Data Engineering Skill

Core Philosophy

Data engineering enables reliable, reproducible data workflows. Good data engineering makes data:

  • Accessible: Easy to find and use
  • Reliable: Consistent and trustworthy
  • Reproducible: Same inputs → same outputs
  • Documented: Clear lineage and meaning

Reproducibility Fundamentals

Version Control Everything

version-control/
├── code/           # All transformation logic
├── configs/        # Pipeline configurations
├── schemas/        # Data schemas (JSON Schema, Avro, etc.)
├── infra/          # Infrastructure as Code
└── docs/           # Documentation

Pin Dependencies

# pyproject.toml - Recommended with uv for fast, reproducible installs
[project]
name = "my-pipeline"
requires-python = ">=3.10"
dependencies = [
    "pandas==2.1.4",
    "numpy==1.26.3",
    "dbt-core==1.7.4",
    "sqlalchemy==2.0.25",
]

Install with uv:

uv sync  # Fast, deterministic dependency resolution

Containerization

# Dockerfile - Modern approach with uv
FROM python:3.11-slim

WORKDIR /app

# Install uv for fast dependency installation
RUN curl -LsSf https://astral.sh/uv/install.sh | sh
ENV PATH="/root/.cargo/bin:${PATH}"

# Install dependencies first (caching layer)
COPY pyproject.toml uv.lock ./
RUN uv sync --frozen --no-dev

# Copy application
COPY . .

CMD ["uv", "run", "python", "main.py"]

Environment Reproducibility

# environment.yml (conda)
name: data-pipeline
channels:
  - conda-forge
dependencies:
  - python=3.11
  - pandas=2.1.4
  - numpy=1.26.3
  - pip:
    - dbt-core==1.7.4

Data Pipeline Patterns

ETL vs ELT

ETL (Extract, Transform, Load)

Source → Transform → Target
- Transform before loading
- Good for: legacy systems, limited target compute
- Tools: Apache Airflow, Prefect, custom scripts

ELT (Extract, Load, Transform)

Source → Target → Transform
- Transform in the warehouse
- Good for: modern data warehouses, complex transforms
- Tools: dbt, Fivetran + dbt, Airbyte + dbt

Idempotent Pipelines

Pipelines should produce the same output when run multiple times:

# BAD: Appends every time
def load_data(df, table_name):
    df.to_sql(table_name, engine, if_exists='append')
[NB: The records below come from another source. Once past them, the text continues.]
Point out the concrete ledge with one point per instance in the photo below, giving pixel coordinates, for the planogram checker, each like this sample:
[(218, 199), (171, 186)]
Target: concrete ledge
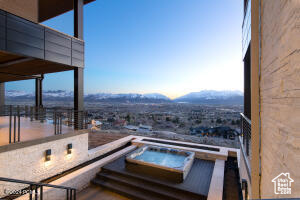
[(100, 150), (79, 179), (216, 184), (199, 153)]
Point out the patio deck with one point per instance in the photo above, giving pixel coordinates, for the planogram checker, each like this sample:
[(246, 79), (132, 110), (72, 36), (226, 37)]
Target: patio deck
[(115, 177), (95, 193), (29, 130)]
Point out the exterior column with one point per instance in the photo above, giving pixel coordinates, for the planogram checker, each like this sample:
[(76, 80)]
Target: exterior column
[(247, 84), (39, 92), (2, 94), (78, 72)]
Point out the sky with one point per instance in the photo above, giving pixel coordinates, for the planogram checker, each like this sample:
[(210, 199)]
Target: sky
[(171, 47)]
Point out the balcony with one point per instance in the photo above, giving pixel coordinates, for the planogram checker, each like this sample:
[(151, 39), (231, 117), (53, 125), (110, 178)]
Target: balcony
[(246, 134), (246, 27), (27, 123), (28, 49)]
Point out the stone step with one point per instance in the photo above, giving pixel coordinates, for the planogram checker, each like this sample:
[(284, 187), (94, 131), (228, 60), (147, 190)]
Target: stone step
[(126, 190), (148, 185)]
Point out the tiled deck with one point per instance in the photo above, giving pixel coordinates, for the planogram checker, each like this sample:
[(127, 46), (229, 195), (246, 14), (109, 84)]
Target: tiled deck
[(29, 130), (95, 193)]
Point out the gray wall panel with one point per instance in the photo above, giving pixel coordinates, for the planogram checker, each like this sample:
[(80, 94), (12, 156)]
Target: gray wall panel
[(57, 58), (23, 49), (25, 39)]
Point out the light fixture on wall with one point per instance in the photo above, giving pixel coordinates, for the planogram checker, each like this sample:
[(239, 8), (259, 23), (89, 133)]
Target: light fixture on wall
[(48, 155), (69, 148)]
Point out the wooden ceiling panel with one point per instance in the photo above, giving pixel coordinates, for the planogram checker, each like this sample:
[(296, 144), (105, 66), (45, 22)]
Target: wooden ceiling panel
[(53, 8)]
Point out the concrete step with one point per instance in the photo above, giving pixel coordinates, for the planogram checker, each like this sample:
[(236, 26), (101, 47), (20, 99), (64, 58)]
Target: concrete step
[(155, 185), (136, 182), (126, 190)]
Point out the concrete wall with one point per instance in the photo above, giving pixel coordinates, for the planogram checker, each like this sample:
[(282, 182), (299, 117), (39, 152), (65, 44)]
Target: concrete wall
[(29, 164), (27, 9), (280, 94)]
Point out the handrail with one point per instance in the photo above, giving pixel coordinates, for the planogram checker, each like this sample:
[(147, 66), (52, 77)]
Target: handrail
[(60, 115), (246, 133), (246, 118), (71, 192)]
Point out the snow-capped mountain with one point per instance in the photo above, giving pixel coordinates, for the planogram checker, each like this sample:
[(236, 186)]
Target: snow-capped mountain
[(130, 97), (202, 97), (213, 97), (62, 95)]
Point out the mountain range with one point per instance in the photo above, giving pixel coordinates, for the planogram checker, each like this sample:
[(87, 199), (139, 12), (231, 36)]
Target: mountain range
[(202, 97)]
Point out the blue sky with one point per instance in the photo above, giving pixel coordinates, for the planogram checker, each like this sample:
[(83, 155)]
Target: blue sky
[(171, 47)]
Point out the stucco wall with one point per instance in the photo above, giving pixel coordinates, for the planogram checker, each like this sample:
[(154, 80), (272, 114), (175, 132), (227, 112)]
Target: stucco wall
[(27, 9), (280, 94), (29, 164)]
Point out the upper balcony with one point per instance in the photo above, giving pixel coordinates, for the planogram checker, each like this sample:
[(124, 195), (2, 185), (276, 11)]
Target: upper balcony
[(28, 49), (246, 27)]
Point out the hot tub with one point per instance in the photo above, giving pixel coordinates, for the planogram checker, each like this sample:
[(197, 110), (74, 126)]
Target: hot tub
[(162, 163)]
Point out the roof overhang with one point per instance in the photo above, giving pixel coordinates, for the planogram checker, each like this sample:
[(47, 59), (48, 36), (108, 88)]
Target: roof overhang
[(52, 8)]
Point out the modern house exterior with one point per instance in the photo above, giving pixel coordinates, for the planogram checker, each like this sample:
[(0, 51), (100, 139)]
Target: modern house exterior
[(54, 160), (271, 118)]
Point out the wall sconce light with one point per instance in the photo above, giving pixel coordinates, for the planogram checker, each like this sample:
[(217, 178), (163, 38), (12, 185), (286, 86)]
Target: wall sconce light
[(69, 148), (48, 155)]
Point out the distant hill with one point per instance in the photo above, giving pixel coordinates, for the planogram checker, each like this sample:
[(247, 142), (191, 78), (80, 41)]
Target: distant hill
[(202, 97), (212, 97)]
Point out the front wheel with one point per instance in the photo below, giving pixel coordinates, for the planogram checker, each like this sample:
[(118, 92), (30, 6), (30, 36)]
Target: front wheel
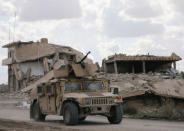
[(116, 114), (71, 114), (37, 115)]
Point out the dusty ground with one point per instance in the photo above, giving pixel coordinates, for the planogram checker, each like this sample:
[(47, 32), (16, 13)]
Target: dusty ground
[(13, 117)]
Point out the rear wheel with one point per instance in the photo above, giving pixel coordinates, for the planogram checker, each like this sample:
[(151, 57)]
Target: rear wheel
[(71, 114), (82, 118), (116, 114), (37, 115)]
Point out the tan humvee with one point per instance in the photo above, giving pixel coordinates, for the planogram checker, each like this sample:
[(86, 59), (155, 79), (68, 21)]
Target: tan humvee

# GOOD: Replace with date partition
def load_data(df, table_name, date):
    # Delete existing data for this date
    engine.execute(f"DELETE FROM {table_name} WHERE date = '{date}'")
    # Insert new data
    df.to_sql(table_name, engine, if_exists='append')
-- dbt incremental model (idempotent)
{{
  config(
    materialized='incremental',
    unique_key='id'
  )
}}

SELECT * FROM {{ source('raw', 'events') }}
{% if is_incremental() %}
WHERE updated_at > (SELECT MAX(updated_at) FROM {{ this }})
{% endif %}

Error Handling

from typing import Optional
import logging

logger = logging.getLogger(__name__)

def extract_with_retry(
    url: str,
    max_retries: int = 3,
    backoff_factor: float = 2.0
) -> Optional[dict]:
    """Extract data with exponential backoff retry."""
    for attempt in range(max_retries):
        try:
            response = requests.get(url, timeout=30)
            response.raise_for_status()
            return response.json()
        except requests.RequestException as e:
            wait_time = backoff_factor ** attempt
            logger.warning(
                f"Attempt {attempt + 1} failed: {e}. "
                f"Retrying in {wait_time}s..."
            )
            time.sleep(wait_time)

    logger.error(f"All {max_retries} attempts failed for {url}")
    return None

Data Quality

Schema Validation

from pydantic import BaseModel, field_validator
from datetime import date

class Transaction(BaseModel):
    id: str
    amount: float
    currency: str
    transaction_date: date

    @field_validator('amount')
    @classmethod
    def amount_must_be_positive(cls, v):
        if v <= 0:
            raise ValueError('amount must be positive')
        return v

    @field_validator('currency')
    @classmethod
    def currency_must_be_valid(cls, v):
        valid_currencies = {'USD', 'EUR', 'GBP', 'MXN'}
        if v not in valid_currencies:
            raise ValueError(f'currency must be one of {valid_currencies}')
        return v

Data Tests with Great Expectations

import great_expectations as gx

# Create expectation suite
context = gx.get_context()

validator = context.sources.pandas_default.read_dataframe(df)
validator.expect_column_to_exist("user_id")
validator.expect_column_values_to_not_be_null("user_id")
validator.expect_column_values_to_be_unique("user_id")
validator.expect_column_values_to_be_between("age", min_value=0, max_value=120)

dbt Tests

# schema.yml
version: 2

models:
  - name: users
    columns:
      - name: user_id
        tests:
          - unique
          - not_null
      - name: email
        tests:
          - unique
          - not_null
      - name: created_at
        tests:
          - not_null
          - dbt_utils.expression_is_true:
              expression: "created_at <= current_timestamp"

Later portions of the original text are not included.